5) We plotted these enrichment values for each chromatin mark (Figure 4—figure supplement 3).

Figure 4—figure supplement 3 shows that, in all Roadmap iPSC samples, the eQTLs in the MHC region with the largest effect sizes were enriched for overlapping regulatory elements active in iPSCs including active transcription start sites (TSS), regions flanking active TSS, UTRs (defined as regions transcribed at 5’ and 3’) and transcribed regions.

We added a description of this analysis in the Results section “eQTLs associated with the expression of 56 eGenes in the MHC region”, in the Materials and methods section “Enrichment of eQTLs for regulatory elements” and in Figure 4—figure supplement 3.

Were they enriched for GWAS signals and have the eGenes in question been previous linked to disease?

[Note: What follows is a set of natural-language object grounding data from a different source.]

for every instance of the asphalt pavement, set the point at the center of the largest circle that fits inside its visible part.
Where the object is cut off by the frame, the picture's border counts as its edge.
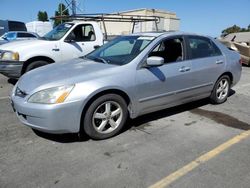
(150, 150)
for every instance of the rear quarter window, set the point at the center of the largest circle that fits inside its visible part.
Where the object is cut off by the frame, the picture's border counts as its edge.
(201, 47)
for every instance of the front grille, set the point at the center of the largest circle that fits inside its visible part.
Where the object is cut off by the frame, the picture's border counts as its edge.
(20, 93)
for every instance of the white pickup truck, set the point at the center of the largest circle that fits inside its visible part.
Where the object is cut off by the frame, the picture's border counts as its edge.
(66, 41)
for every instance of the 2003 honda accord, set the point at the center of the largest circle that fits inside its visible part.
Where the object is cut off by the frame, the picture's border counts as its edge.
(127, 77)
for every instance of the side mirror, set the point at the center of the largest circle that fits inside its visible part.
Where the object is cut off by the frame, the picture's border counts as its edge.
(154, 61)
(5, 38)
(70, 38)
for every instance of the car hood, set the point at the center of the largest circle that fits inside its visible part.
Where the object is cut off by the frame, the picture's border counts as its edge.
(16, 45)
(62, 73)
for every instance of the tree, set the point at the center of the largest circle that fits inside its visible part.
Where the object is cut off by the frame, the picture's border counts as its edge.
(42, 16)
(62, 11)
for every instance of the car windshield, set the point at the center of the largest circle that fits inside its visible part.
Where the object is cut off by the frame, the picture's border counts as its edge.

We changed our approach to determine associations between eQTLs and complex traits to determine whether eQTL signals in the MHC region, rather than single variants, were associated with any of the 4,083 traits described in the UK BioBank. Using this approach, we used a colocalization approach(Giambartolomei et al., 2014) to test all the eQTL signals with each trait in the UK BioBank and observed 180 associations with PPA > 0.8 (Supplementary file 8, Figure 5). These results demonstrate the utility of our data to serve as a resource to narrow down the location of causal regulatory variants underlying known associations between genes in the MHC region and complex traits, as well as to identify biologically meaningful novel associations.

We have added a section in the Results (“Regulatory variants in the MHC region play important roles in complex traits”), in the Materials and methods (“Associations between eQTLs and GWAS”), Supplementary file 8 and Figure 5.